Cirugía cerebral con IA marcó un hecho inédito en Reino Unido: Rhys Hibbert, un hombre de 48 años de Bedfordshire, se convirtió en el primer paciente en someterse a una operación cerebral en la que una herramienta de inteligencia artificial apoyó a los neurocirujanos en tiempo real. La intervención permitió retirar un tumor de la hipófisis y proteger su visión.
La operación fue realizada en el National Hospital for Neurology and Neurosurgery, perteneciente a University College London Hospitals, como parte de un ensayo clínico. El sistema fue desarrollado por investigadores de University College London y recibió financiación del National Institute for Health and Care Research.
Cirugía cerebral con IA ayudó a proteger la visión
El tumor de Hibbert medía alrededor de 11 milímetros y estaba localizado en la glándula pituitaria, una estructura del tamaño aproximado de una canica situada en la base del cráneo. La zona se encuentra cerca de vasos sanguíneos y de los nervios ópticos, por lo que una lesión durante la intervención puede provocar consecuencias graves.
El problema había sido detectado después de que Hibbert perdiera el conocimiento y sufriera una convulsión durante una caminata. Inicialmente, los médicos optaron por vigilar el tumor, pero con el paso del tiempo comenzaron a aparecer problemas de visión periférica, además de fatiga y mareos.
Ante el riesgo de que la lesión continuara afectando su vista, aceptó participar como primer paciente del procedimiento experimental.
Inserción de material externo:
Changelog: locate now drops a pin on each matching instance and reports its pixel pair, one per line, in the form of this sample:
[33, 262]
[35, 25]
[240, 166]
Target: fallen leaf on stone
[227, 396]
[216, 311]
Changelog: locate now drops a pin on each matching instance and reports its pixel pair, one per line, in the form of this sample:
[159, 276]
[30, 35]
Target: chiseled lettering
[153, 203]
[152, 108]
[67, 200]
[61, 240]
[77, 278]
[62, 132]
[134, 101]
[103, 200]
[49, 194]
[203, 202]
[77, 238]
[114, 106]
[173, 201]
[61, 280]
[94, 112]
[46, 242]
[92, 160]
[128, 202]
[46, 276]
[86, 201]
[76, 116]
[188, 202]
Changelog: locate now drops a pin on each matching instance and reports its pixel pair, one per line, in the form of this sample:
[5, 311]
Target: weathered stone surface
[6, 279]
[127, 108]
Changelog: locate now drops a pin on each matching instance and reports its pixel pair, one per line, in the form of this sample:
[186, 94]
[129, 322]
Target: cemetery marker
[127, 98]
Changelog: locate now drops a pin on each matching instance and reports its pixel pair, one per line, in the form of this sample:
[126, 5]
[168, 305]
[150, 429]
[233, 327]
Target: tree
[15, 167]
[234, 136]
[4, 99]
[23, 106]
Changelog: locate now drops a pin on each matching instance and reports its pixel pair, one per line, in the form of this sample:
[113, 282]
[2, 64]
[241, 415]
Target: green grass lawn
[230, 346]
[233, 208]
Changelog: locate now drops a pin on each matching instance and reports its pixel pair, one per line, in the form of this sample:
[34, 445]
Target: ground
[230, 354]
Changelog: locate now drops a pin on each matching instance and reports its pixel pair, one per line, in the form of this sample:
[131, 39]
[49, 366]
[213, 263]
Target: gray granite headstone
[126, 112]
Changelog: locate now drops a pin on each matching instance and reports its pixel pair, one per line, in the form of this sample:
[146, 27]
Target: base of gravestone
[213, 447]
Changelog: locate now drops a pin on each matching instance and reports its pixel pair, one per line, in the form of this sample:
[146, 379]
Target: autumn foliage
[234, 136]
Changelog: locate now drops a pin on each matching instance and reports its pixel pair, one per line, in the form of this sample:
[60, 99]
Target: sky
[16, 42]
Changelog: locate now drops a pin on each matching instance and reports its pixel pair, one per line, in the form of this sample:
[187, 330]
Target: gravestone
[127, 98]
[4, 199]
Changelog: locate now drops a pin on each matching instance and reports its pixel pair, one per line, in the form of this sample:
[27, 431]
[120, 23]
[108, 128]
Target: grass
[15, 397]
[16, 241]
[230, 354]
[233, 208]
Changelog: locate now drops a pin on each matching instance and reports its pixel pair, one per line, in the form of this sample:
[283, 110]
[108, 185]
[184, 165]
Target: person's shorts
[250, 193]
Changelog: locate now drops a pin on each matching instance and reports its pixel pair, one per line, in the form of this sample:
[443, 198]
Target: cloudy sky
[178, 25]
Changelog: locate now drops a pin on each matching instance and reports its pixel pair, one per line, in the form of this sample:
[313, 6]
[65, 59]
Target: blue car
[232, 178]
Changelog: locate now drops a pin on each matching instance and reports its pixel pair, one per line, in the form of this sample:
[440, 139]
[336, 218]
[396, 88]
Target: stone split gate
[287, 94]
Para acceder al tumor, los cirujanos utilizaron un endoscopio que ingresó por la nariz hasta la base del cráneo.
Cirugía cerebral con IA analiza la operación en tiempo real
Durante la intervención, la herramienta analizó las imágenes de video obtenidas por la cámara quirúrgica mientras el procedimiento estaba en curso. Su función consistió en identificar estructuras anatómicas críticas, como vasos sanguíneos y nervios, y señalar zonas que podían representar un mayor riesgo.
A diferencia de los sistemas que utilizan únicamente estudios realizados antes de una operación, esta tecnología procesa la información directamente desde la transmisión quirúrgica. También puede rastrear los instrumentos utilizados por los médicos y analizar su interacción con los tejidos.
Los investigadores explicaron que el sistema fue entrenado con cientos de videos de operaciones para reconocer estructuras relevantes de la anatomía. El objetivo es que funcione como una herramienta de apoyo para los especialistas, no como un sustituto del cirujano.
La investigación forma parte del trabajo del UCL Hawkes Institute, dedicado al desarrollo de tecnologías aplicadas a la atención médica. También participan investigadores del UCL Queen Square Institute of Neurology y especialistas en cirugía asistida mediante inteligencia artificial.
La intervención estuvo encabezada por el profesor Hani Marcus, neurocirujano del hospital y profesor de neurocirugía, junto con Danyal Khan, residente de neurocirugía e investigador de la tecnología. Ambos forman parte de los equipos de investigación que trabajan en inteligencia artificial aplicada a la cirugía de hipófisis.
Cirugía cerebral con IA abre una nueva etapa médica
El equipo de investigación considera que el procedimiento representa un primer paso hacia herramientas capaces de ofrecer apoyo durante operaciones complejas. La intención a largo plazo es desarrollar sistemas que puedan actuar como un segundo par de ojos para los cirujanos, aportando información sobre estructuras que pueden resultar difíciles de identificar.
Los especialistas subrayan que el médico mantiene el control de la intervención y que la inteligencia artificial funciona como una ayuda adicional. El proyecto se ha desarrollado durante años en laboratorios y entornos de simulación antes de llegar a una cirugía con un paciente.
Tras la operación, Hibbert reportó una mejoría de su visión. Ocho semanas después, aseguró que recuperó energía y que varios de los efectos que sufría antes de la intervención habían desaparecido. También describió la recuperación de su vista como una sensación cercana a volver a tener una visión completa.
El proyecto cuenta además con el respaldo de investigación del sistema de salud británico y del Gobierno del Reino Unido, que han señalado la importancia de mantener medidas de seguridad mientras se exploran nuevas aplicaciones de la inteligencia artificial en medicina.
Los investigadores ahora trabajan en un ensayo clínico de mayor alcance para evaluar el desempeño de la tecnología en más pacientes y determinar cómo puede integrarse de manera segura en la práctica médica. El caso abre una posibilidad para que la inteligencia artificial tenga un papel cada vez más importante como herramienta de apoyo dentro de los quirófanos.